Conditional Probability, card question

Question

In the card game bridge, the 52 cards are dealt out equally to 4 players – called East, West, North, and South. If North and South have a total of 8 spades among them, what is the probability that East has 3 of the remaining 5 spades?

The given solution is $\dfrac{\binom{5}{3}\cdot\binom{21}{10}}{\binom{26}{13}}\doteq 0.339$.

Trying to wrap my head around this solution. Why can I not treat the problem as simply: "Since there are 5 spades remaining, just count the number of ways 5 spades can be split among East and West. "

Answer 1

The distribution of cards may have been realized as follows. First we give $13+13$ cards to N+S. If we do not have exactly eight $\spadesuit$ cards among them, we ignore this case, it is not contributing to the conditional probability. Else we go on. There are $26=21+5$ cards remaining.

Let us count then the number of ways to split the five $\spadesuit$ cards for the EW axis. We have the possibilities, and the corresponding number of ways to realize them, determined by the E hand:

• $5=5+0$, totally $\binom 55\cdot \binom {21}8$ distributions,
• $5=4+1$, totally $\binom 54\cdot \binom {21}9$ distributions,
• $5=3+2$, totally $\binom 53\cdot \binom {21}{10}$ distributions,
• $5=2+3$, totally $\binom 52\cdot \binom {21}{11}$ distributions,
• $5=1+4$, totally $\binom 51\cdot \binom {21}{12}$ distributions,
• $5=5+0$, totally $\binom 50\cdot \binom {21}{13}$ distributions.

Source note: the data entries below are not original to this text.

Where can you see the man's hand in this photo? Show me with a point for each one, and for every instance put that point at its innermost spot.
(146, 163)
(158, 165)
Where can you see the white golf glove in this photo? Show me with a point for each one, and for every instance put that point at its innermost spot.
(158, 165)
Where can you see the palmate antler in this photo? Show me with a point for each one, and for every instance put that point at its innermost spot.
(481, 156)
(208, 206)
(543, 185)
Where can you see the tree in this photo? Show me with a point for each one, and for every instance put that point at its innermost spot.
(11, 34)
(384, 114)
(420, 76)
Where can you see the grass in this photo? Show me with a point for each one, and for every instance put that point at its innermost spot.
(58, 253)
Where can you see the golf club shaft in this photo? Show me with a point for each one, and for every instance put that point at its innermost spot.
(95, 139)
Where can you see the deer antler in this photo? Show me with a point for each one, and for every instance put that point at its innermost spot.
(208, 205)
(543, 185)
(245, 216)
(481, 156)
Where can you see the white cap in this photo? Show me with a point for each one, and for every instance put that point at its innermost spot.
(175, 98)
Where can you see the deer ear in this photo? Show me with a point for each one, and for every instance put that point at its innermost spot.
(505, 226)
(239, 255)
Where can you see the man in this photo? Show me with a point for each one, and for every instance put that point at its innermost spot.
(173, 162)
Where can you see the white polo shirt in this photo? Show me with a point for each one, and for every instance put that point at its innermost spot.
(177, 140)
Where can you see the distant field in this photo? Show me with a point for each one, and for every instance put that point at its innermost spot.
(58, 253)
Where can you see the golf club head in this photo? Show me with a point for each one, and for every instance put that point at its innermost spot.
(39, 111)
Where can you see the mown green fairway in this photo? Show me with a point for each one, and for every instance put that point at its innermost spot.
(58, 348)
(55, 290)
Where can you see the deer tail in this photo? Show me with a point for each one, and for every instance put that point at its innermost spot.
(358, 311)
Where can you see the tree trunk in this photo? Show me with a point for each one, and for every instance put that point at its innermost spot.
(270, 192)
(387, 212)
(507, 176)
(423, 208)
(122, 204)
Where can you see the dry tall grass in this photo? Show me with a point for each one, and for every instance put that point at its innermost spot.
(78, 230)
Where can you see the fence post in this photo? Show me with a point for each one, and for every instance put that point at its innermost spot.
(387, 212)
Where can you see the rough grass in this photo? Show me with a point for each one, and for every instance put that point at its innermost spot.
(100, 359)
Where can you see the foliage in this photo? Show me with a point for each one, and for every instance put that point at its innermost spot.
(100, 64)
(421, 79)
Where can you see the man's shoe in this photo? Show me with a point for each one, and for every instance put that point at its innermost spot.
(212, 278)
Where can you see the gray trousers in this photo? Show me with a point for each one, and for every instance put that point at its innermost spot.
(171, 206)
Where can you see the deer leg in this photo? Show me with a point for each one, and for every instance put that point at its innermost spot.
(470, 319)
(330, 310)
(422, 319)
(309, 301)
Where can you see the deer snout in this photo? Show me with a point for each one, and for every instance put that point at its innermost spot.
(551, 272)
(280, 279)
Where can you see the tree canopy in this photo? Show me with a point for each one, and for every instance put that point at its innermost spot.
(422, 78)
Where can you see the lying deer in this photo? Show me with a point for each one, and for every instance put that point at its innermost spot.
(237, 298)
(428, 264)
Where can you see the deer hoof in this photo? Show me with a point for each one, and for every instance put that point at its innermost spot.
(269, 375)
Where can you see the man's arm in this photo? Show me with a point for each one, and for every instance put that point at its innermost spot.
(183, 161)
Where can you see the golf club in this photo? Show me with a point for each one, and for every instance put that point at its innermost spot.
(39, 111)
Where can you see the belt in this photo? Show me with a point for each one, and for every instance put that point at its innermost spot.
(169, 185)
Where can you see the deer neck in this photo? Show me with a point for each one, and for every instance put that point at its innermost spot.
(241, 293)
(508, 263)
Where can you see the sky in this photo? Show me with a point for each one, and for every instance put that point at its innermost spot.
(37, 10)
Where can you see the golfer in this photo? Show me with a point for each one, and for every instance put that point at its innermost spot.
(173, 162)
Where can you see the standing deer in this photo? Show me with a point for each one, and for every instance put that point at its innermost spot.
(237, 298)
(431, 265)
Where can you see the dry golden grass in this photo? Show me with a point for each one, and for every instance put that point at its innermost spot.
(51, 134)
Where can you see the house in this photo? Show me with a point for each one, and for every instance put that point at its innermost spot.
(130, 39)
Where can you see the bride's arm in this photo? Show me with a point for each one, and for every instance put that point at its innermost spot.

Each "split" has to be weighted with the corresponding number of distributions. So the probabilities are:

sage: for k in [0..5]:
....:     p = binomial(5,k)*binomial(21,13-k)/binomial(26,13)
....:     print "5=%s+%s :: probability %s ~ %s" % (k, 5-k, p, p.n())
....:     
5=0+5 :: probability 9/460 ~ 0.0195652173913043
5=1+4 :: probability 13/92 ~ 0.141304347826087
5=2+3 :: probability 39/115 ~ 0.339130434782609
5=3+2 :: probability 39/115 ~ 0.339130434782609
5=4+1 :: probability 13/92 ~ 0.141304347826087
5=5+0 :: probability 9/460 ~ 0.0195652173913043

(The $5=5+0$ cases will probably feel not so rare, because they remain a long time in the memory.)

Answer 2

Why can I not treat the problem as simply: "Since there are 5 spades remaining, just count the number of ways 5 spades can be split among East and West. "

Sure.   You can also do that.   The answers are equal; as manipulation of the binomial coefficients will show.

There are $\binom{26}{5}$ ways to select places for the 5 spades among the two hands, and among these are $\binom {13}3\binom{13}2$ ways to select exactly three places for spades among East's hand (and two places among West's hand, of course.).$$\dfrac{\dbinom{13}{3}\dbinom {13}2}{\dbinom{26}5}=\dfrac{\dfrac{13!}{3!~10!}\dfrac{13!}{2!~11~}}{\dfrac{26!}{5!~21!}}=\dfrac{\dfrac{5!}{3!~2!}\dfrac{21!}{10!~11!}}{\dfrac{26!}{13!~13!}}=\dfrac{\dbinom{5}{3}\dbinom{21}{10}}{\dbinom{26}{13}}$$

So we could also count ways East can draw 3 from 5 spades and 10 from 21 non-spades, when drawing 13 from 5+21 spades-and-non-spades.